The decision to include stretching in your sciatica treatment plan depends largely on how your body responds to it. For some, stretching can provide significant relief, while for others, it might exacerbate the pain.

But, put simply, nerves don’t stretch, so the idea of stretching your hamstring or calf to elevate sciatica is a non-starter; id go as far as saying that if either of these is helping your leg pain then by deduction that pain is in fact not sciatica but more likely a referred pain.

  1. Pain Management Techniques

Effective pain management is a cornerstone of sciatica treatment.
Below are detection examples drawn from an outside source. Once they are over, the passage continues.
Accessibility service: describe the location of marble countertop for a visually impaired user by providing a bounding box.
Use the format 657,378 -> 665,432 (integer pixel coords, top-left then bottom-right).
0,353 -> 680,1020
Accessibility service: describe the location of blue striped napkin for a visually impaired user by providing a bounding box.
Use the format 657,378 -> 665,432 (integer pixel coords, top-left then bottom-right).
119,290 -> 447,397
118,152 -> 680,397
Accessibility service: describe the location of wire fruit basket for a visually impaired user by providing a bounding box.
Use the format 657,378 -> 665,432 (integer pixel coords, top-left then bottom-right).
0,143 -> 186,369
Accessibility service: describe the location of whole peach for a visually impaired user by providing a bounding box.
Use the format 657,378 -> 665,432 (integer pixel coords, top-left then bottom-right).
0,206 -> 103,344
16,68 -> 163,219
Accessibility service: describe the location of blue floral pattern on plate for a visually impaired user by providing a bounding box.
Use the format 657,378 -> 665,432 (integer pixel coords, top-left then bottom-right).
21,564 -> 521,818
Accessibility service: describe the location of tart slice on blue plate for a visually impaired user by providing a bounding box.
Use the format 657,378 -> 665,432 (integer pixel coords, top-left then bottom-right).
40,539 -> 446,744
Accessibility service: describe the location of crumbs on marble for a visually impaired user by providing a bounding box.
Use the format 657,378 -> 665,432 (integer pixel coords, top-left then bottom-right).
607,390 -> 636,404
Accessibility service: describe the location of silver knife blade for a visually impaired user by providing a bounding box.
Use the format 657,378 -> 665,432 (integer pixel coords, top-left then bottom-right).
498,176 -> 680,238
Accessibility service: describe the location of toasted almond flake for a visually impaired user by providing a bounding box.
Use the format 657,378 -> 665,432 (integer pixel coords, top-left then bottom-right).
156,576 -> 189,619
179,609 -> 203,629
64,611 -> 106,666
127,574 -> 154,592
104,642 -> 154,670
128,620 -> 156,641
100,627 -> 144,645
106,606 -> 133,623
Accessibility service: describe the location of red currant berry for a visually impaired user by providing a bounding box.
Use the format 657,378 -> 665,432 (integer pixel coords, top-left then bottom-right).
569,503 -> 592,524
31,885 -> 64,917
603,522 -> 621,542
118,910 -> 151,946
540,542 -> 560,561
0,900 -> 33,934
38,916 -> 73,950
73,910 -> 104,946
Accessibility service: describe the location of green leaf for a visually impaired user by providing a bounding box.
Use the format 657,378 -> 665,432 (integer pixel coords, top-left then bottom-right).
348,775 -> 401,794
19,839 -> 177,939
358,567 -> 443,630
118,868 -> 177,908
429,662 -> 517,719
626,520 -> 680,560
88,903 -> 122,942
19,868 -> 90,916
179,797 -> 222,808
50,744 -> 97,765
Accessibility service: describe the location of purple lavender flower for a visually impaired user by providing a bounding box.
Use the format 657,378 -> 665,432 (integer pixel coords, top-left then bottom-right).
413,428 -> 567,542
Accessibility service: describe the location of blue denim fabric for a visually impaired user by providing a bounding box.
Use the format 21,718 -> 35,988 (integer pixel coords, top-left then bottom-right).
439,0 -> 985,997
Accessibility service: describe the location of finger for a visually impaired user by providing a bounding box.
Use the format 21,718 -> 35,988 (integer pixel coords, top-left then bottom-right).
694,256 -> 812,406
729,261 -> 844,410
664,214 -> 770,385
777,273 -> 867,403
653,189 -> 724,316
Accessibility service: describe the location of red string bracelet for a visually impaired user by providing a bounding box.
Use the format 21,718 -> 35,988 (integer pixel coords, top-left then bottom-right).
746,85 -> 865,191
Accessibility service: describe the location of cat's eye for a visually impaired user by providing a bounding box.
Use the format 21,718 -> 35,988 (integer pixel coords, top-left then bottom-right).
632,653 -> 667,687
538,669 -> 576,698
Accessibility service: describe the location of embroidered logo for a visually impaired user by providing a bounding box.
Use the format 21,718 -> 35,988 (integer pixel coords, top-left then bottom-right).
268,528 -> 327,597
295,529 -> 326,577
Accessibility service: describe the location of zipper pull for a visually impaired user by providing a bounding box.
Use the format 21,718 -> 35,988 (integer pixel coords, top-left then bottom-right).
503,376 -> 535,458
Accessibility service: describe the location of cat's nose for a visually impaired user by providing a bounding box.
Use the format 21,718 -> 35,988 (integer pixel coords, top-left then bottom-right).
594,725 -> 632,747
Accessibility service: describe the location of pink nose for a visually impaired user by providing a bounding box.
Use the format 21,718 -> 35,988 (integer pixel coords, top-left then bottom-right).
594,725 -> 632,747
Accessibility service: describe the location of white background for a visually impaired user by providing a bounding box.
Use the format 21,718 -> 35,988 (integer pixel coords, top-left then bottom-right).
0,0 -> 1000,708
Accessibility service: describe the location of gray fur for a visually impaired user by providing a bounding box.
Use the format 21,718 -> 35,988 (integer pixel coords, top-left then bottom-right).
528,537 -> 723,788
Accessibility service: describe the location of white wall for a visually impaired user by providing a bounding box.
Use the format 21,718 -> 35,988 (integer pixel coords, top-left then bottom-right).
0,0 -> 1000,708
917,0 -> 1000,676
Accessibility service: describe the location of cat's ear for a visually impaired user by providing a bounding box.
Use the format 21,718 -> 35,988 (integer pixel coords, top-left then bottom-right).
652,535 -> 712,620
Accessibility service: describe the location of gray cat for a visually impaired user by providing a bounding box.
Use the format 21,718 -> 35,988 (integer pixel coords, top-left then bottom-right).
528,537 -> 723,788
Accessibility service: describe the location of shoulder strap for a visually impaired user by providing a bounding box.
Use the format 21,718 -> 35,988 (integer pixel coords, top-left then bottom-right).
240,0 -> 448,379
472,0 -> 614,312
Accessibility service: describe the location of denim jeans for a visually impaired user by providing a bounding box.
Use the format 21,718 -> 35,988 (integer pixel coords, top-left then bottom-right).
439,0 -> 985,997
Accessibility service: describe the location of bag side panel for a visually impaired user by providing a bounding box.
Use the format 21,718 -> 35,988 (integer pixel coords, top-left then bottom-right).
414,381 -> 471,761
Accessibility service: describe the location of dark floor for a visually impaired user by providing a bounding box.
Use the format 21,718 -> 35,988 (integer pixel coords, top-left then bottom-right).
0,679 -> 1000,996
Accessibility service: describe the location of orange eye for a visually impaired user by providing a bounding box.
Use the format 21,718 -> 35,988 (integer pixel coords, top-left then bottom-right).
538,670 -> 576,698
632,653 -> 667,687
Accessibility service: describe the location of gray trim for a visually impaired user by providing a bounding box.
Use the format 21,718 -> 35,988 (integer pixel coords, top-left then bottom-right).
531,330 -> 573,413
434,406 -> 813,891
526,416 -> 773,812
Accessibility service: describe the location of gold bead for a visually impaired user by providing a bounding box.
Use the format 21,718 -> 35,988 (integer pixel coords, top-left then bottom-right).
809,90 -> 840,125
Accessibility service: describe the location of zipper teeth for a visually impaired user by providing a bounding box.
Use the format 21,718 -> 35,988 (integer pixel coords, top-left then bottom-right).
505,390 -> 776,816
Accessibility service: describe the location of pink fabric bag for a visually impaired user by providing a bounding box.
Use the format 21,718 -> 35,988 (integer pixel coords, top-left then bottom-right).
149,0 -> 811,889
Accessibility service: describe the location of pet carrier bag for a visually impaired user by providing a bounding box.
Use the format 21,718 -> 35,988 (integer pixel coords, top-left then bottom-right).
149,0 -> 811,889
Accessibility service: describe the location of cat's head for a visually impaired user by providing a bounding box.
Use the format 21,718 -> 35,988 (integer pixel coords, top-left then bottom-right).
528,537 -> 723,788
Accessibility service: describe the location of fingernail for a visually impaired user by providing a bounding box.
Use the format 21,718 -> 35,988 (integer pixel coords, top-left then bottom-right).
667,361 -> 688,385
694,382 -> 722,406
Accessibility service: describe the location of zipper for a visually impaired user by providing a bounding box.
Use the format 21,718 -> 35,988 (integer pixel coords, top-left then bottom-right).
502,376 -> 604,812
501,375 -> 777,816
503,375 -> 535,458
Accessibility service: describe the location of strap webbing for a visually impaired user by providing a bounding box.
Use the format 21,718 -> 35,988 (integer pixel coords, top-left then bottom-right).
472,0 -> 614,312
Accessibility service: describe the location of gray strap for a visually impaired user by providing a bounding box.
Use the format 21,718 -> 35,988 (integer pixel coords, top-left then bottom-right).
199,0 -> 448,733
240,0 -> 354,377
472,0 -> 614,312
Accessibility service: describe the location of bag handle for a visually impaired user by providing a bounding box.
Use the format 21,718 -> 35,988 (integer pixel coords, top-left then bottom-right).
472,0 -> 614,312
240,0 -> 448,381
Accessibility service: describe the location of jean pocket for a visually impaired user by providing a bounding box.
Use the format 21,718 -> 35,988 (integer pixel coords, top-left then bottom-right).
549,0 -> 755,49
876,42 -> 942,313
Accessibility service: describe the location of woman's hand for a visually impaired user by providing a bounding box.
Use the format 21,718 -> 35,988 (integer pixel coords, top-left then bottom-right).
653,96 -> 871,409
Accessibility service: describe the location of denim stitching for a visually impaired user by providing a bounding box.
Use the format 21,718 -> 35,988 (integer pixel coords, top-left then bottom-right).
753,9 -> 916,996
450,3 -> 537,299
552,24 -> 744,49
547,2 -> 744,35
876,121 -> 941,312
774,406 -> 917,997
While it’s essential to address the underlying causes of sciatica, managing pain is crucial for maintaining quality of life during this process. There are several techniques you can explore.

Over-the-counter pain relievers like ibuprofen or paracetamol can be effective in managing mild sciatica pain. They not only reduce pain but also help in decreasing inflammation around the sciatic nerve. However, it’s important to use these medications as directed and consult with a healthcare professional, especially if you’re taking them regularly.

Heat and ice therapy can also be beneficial. Ice packs can help reduce inflammation and numb the area, providing temporary pain relief. Heat, on the other hand, can relax muscle tension and improve blood flow, which can aid in healing. Try alternating between heat and ice to see which provides more relief for your symptoms.

Alternative therapies like acupuncture or massage therapy are not recommended on acute sciatica. Acupuncture involves the insertion of thin needles into specific points on the body, which can help in reducing muscle tension, similarly massage therapy, especially deep tissue massage, can help release muscle knots but crucial here is understanding those muscles are I spasm for a reason… to protect you.

Again, we are prioritising the cases of acute disc related sciatica and so if that doesn’t sound like you then these options might be more viable and are most certainly used in our Surbiton clinic as part of a long-term strategy. Remember, while these techniques can provide relief, they should be part of a broader treatment plan that addresses the root cause of your sciatica.

  1. Importance of Regular Activity and Movement

Once firmly in the recovery phase, regular physical activity is vital in managing and preventing relapses of sciatica. It helps in strengthening the muscles that support your spine, improving your posture, and increasing your flexibility.

Incorporate low-impact exercises like walking, swimming, or cycling into your daily routine. These activities are gentle on the back and can help in building endurance and strength without putting too much strain on your spine.

Yoga and Pilates can also be beneficial as they focus on core strength, flexibility, and mindful movement. However, be cautious with certain poses or movements that might aggravate your sciatica. Always inform your instructor about your condition so they can provide modifications.

Settling back into your old habits and expecting a different outcome to your first experience is the definition of insanity.


Treating and managing sciatica is a journey that involves understanding your body, finding a specialist who understands your needs and can offer the latest treatment options.

Ultimately finding what works best for you and incorporate these strategies into your life, whilst listening and respecting your body more.

If you don’t like the advice or support, you have been given then a second opinion can be an invaluable exercise and we hope this report helps guide you through those options.

With patience, persistence, and the right approach, the vast majority of sciatica can effectively be managed without the need for surgery, whilst it may seem an uphill journey the outcomes an advanced centre like ‘The DISC Chiropractors’ can provide has a far better satisfaction rating than orthopaedic surgical procedure we know of.